Diventa te stesso...

Diventare se stessi non è sempre diventare un altro? Cosa può succedere a chi non cammina verso chi è? Dobbiamo costantemente colmare il divario tra chi siamo e chi pensiamo di essere. Cosa può essere qualcuno che non sa chi è? Un naufragio, una deriva eterna, un radicamento? Questa può sprofondare in tutte le forme di sottomissione, in particolare nella volontà di potenza; Non c'è niente che possa temperarlo, accarezzarlo o controllarlo. Si tratta qui di avere la stessa esigenza della scrittura: unire il più strettamente possibile, il più strettamente possibile, lo stile e il soggetto. Riuscire ad unirsi per diventare uno. Operare e compiere la metamorfosi per uscire da se stessi, per essere se stessi. Contrariamente a quanto spesso si dice o si crede oggigiorno, l'incontro perpetuo con l'altro, chiamato anche incrocio o diversità o termine di moda successivo, è solo un sotterfugio, uno zapping isterico, un mezzo per vedere, per intravedere se stessi e di camuffare questa visione sotto un trucco ingrato, anemico e amnesico.
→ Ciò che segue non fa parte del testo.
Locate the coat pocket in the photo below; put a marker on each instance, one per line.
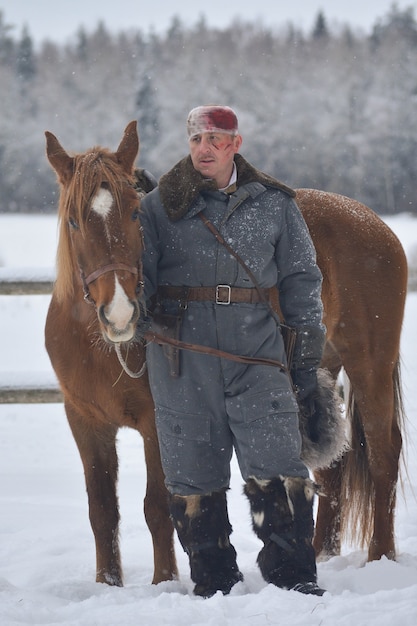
(268, 403)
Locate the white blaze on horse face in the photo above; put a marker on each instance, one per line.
(102, 203)
(119, 314)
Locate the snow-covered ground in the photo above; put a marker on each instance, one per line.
(47, 559)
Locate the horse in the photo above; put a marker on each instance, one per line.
(95, 307)
(364, 289)
(99, 263)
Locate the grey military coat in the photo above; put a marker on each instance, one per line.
(215, 405)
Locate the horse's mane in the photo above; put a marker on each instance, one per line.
(91, 169)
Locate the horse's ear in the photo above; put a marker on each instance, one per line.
(62, 163)
(129, 147)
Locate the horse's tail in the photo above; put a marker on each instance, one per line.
(357, 488)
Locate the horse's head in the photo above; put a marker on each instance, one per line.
(100, 239)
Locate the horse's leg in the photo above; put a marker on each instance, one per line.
(327, 529)
(97, 446)
(156, 510)
(375, 494)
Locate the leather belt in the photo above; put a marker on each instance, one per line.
(220, 294)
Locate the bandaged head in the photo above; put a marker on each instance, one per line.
(212, 118)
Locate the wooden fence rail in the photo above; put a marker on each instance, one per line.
(49, 393)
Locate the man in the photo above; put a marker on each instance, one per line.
(207, 406)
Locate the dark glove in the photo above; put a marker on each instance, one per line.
(322, 425)
(308, 350)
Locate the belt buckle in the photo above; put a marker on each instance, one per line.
(222, 298)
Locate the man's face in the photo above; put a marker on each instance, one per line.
(212, 155)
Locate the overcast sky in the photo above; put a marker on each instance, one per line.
(59, 20)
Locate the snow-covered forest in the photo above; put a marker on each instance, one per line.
(332, 108)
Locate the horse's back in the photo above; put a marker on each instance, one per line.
(363, 264)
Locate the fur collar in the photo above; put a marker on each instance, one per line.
(180, 187)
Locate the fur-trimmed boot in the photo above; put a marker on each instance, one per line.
(203, 528)
(282, 517)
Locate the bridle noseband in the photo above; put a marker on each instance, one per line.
(87, 280)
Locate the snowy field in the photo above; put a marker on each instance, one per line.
(47, 558)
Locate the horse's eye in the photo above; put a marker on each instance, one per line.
(73, 223)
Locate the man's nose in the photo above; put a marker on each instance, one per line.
(205, 145)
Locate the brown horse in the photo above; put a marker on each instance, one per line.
(364, 288)
(99, 256)
(99, 262)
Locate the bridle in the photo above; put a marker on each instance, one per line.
(111, 267)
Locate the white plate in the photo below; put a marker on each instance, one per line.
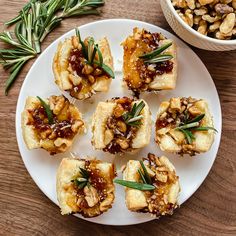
(193, 80)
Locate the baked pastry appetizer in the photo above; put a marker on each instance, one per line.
(51, 123)
(121, 125)
(184, 126)
(151, 185)
(150, 62)
(83, 67)
(85, 187)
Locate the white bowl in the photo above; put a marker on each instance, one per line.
(190, 35)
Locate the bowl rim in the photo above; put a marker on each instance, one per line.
(193, 31)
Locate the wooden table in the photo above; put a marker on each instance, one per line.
(25, 210)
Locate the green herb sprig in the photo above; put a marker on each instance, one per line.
(155, 56)
(147, 184)
(144, 174)
(193, 125)
(90, 52)
(134, 185)
(83, 181)
(133, 118)
(47, 110)
(32, 25)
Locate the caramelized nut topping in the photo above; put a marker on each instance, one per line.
(122, 134)
(164, 178)
(138, 74)
(67, 123)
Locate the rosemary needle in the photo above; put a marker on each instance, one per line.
(34, 22)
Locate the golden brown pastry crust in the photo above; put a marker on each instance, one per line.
(136, 77)
(161, 201)
(171, 140)
(105, 110)
(37, 133)
(67, 79)
(70, 200)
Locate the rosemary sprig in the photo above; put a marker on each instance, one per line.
(193, 125)
(133, 118)
(32, 25)
(90, 51)
(146, 175)
(134, 185)
(47, 110)
(81, 182)
(155, 56)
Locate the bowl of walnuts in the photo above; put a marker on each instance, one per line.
(206, 24)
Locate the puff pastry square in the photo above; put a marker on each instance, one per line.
(139, 76)
(74, 75)
(172, 114)
(92, 199)
(112, 134)
(162, 200)
(56, 137)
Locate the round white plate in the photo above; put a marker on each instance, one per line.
(193, 80)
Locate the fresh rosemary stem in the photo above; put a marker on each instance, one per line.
(33, 23)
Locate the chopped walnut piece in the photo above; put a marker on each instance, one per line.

Qui continua a suscitare un agit-prop preoccupato di creare nuovi bisogni e rinnovarli costantemente per creare sempre un'insoddisfazione senza precedenti e senza fine e per forzare l'eterna ed estenuante ricerca del fantasma del sé.

La ricerca dell'identità

Nella sua folle ricerca di far credere alle persone che possiamo scegliere tutto in ogni momento, l'era moderna ha metodicamente sostituito l'essere con l'avere. Eppure questa logica, questa ideologia ha i suoi limiti: alcune cose non si possono acquisire, tra queste: l'alterità. Vivere la propria identità, essere ciò che si è, abitare il proprio nome , permettere l'intimità e quindi la conoscenza e l'approfondimento del proprio essere, queste sono le condizioni per un incontro con l'altro. La prima differenza tra Creonte e Antigone sta proprio in questo luogo preciso, il terreno su cui è costruita la lotta, Antigone conserva ancorato in lei questo dono degli anziani, degli dei, questo radicamento che definisce l'autorità a cui si appoggia per stare fino a quest'uomo, suo parente, il re, che sposa la volontà di potenza e si ritrova accecato da essa al punto da sentire solo la propria voce, la sua eco.